It looks like the spring of discontent in Paris may be a long one.

Why? Many previous student uprisings in France — 1986, 1994, 2004 — were for equally unpopular government proposals.

Proposals being the key word: after massive public outcry, officals took heed and backed down.

Unfortunately, the new work contract under fire is already law. And Prime Minister Dominique de Villepin has opted not to withdraw it and now must weather a national strike.

The fuss is over the First Employment Contract, or CPE, designed to get people in the highest unemployment bracket, those under 26, into the work market. Called the “easy-hire-easy-fire” law by critics, new hires can let go at any time, without reason, in the first two years on the job.

From your end of the pond it probably seems like beaucoup de bruit pour rien — it’s hardly the American way to expect a job and certainly not to expect or demand a job for life.

This isn’t one of those you say potato, I say potatoh issues. As a Dutch expat on this BBC forum writes:
“I think Europe (and France) are at crossroads now: how do we preserve quality of life (“work to live”) versus competitiveness (“live to work”).

His American counterpart replies: “…How narrow minded do you have to be not to realize that reducing the risk to employers for taking a chance on hiring a youger worker will result in more youth being hired? This is only common sense. The only people who oppose this are those entrenched in the socialist/ communist mindset that promises a job for life, regardless of how inept you are. Keep it up, it means more jobs for the USA!”

Europeans aren’t ready to let go of the “right to work” concept — meaning a steady, long-term income where the worker, more or less, can’t be fired. It is what their parents had and what unions have convinced them is the natural order of things.

Germans, too, have been striking for the last seven weeks over a proposed rise in work hours and cut in bonuses.

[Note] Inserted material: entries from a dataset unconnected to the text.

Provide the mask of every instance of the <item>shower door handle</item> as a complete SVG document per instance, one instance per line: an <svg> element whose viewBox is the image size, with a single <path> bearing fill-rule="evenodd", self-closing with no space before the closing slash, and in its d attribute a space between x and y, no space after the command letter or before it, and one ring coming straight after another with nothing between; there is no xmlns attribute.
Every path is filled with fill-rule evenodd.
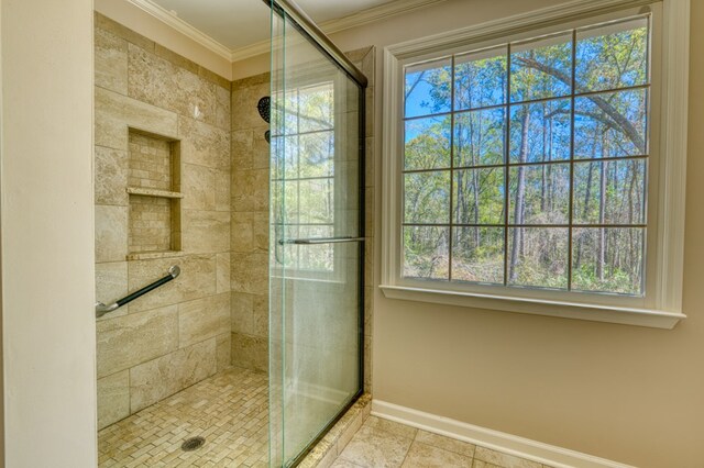
<svg viewBox="0 0 704 468"><path fill-rule="evenodd" d="M278 245L319 245L319 244L342 244L345 242L364 242L365 237L312 237L312 238L282 238Z"/></svg>

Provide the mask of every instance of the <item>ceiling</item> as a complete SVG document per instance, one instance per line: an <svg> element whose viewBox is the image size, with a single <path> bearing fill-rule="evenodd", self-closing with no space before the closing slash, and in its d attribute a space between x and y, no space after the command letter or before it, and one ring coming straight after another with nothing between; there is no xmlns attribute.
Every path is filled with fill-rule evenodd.
<svg viewBox="0 0 704 468"><path fill-rule="evenodd" d="M318 24L393 0L297 0ZM263 0L152 0L195 29L235 51L270 35L270 8Z"/></svg>

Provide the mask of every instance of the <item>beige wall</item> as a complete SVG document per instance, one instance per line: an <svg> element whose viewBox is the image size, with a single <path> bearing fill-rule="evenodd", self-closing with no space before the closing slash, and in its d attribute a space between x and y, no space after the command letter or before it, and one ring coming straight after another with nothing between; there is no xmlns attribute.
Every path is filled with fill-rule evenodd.
<svg viewBox="0 0 704 468"><path fill-rule="evenodd" d="M342 49L380 47L376 78L382 79L385 45L556 3L449 0L332 40ZM388 300L376 288L375 399L639 467L702 466L702 25L704 2L693 0L683 298L689 319L673 331L649 330ZM234 70L255 73L266 66L264 57L254 57L234 64ZM381 98L377 89L377 133L383 131ZM381 142L376 147L381 152ZM376 278L380 253L377 245Z"/></svg>
<svg viewBox="0 0 704 468"><path fill-rule="evenodd" d="M1 9L4 461L95 467L92 2Z"/></svg>
<svg viewBox="0 0 704 468"><path fill-rule="evenodd" d="M182 268L173 282L97 322L102 428L230 366L230 82L101 14L95 41L98 300L111 303L172 265ZM129 127L160 136L140 147ZM128 196L133 183L160 185L152 163L163 138L179 143L161 188L184 198ZM169 203L180 229L155 227ZM141 252L129 242L138 226L147 226L147 242L173 231L180 252Z"/></svg>
<svg viewBox="0 0 704 468"><path fill-rule="evenodd" d="M140 34L148 36L164 47L212 70L221 77L232 79L232 64L229 58L224 58L190 37L186 37L134 3L116 0L94 1L96 11L112 18Z"/></svg>

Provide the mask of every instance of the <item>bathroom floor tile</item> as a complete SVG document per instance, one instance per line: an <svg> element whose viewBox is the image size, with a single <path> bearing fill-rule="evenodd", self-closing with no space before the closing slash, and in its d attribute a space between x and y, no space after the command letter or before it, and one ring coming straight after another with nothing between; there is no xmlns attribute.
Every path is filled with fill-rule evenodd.
<svg viewBox="0 0 704 468"><path fill-rule="evenodd" d="M340 458L367 468L400 467L411 443L411 438L363 425Z"/></svg>
<svg viewBox="0 0 704 468"><path fill-rule="evenodd" d="M100 468L268 466L267 378L230 368L98 433ZM184 452L189 437L205 437Z"/></svg>
<svg viewBox="0 0 704 468"><path fill-rule="evenodd" d="M404 468L472 468L472 458L415 441Z"/></svg>
<svg viewBox="0 0 704 468"><path fill-rule="evenodd" d="M537 461L371 416L332 468L550 468Z"/></svg>

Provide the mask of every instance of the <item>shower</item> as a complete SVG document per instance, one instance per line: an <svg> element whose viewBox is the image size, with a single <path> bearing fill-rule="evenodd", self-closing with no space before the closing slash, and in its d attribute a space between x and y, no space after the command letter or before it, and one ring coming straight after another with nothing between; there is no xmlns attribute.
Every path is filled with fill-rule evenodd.
<svg viewBox="0 0 704 468"><path fill-rule="evenodd" d="M366 78L265 3L234 81L96 13L100 467L295 466L364 392Z"/></svg>

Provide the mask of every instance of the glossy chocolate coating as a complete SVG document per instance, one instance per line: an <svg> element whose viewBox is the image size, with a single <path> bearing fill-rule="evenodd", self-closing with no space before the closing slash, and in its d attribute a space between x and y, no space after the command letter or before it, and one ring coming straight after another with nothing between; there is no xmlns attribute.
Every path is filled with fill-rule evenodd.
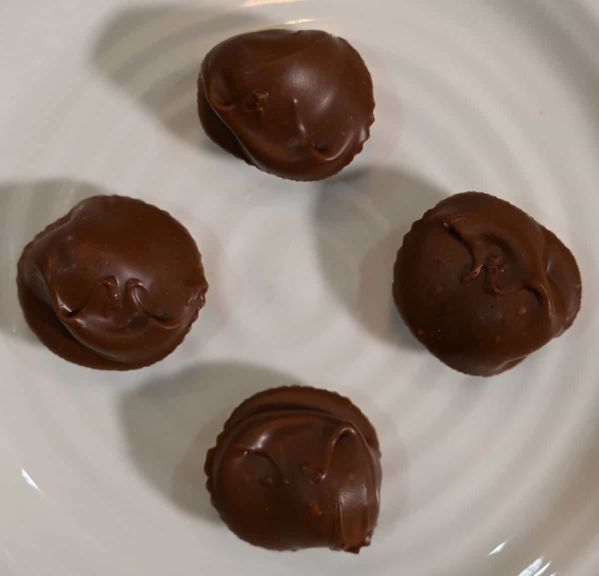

The hullabaloo across the Alps come at a time when Italians are having uneasy commemorations for the last technocrat who changed Italian labor law, Marco Biagi.
He was gunned down four years ago on March 19 for introducing apprenticeship contracts similar to those in France and the law that carries his name is still hotly debated

The reforms weren’t a magic solution to the stagnant job market. When the US-style laws promising job flexibility and more opportunites for young people met the Italian reality, strange things happened. A friend of mine here, for example, worked full time as a system administrator for a large multinational company. He was not hired by the company, but by a temp agency that renewed his contract every three months. This went on for years, until he was finally hired by a company that more or less outsources employees for companies who need, but don’t want to take on, full-time employees. The benefit of this bizarre arrangement, he says, is complete detachment to nearly everything that goes on at work. He has a job for life, but not a permanent workplace.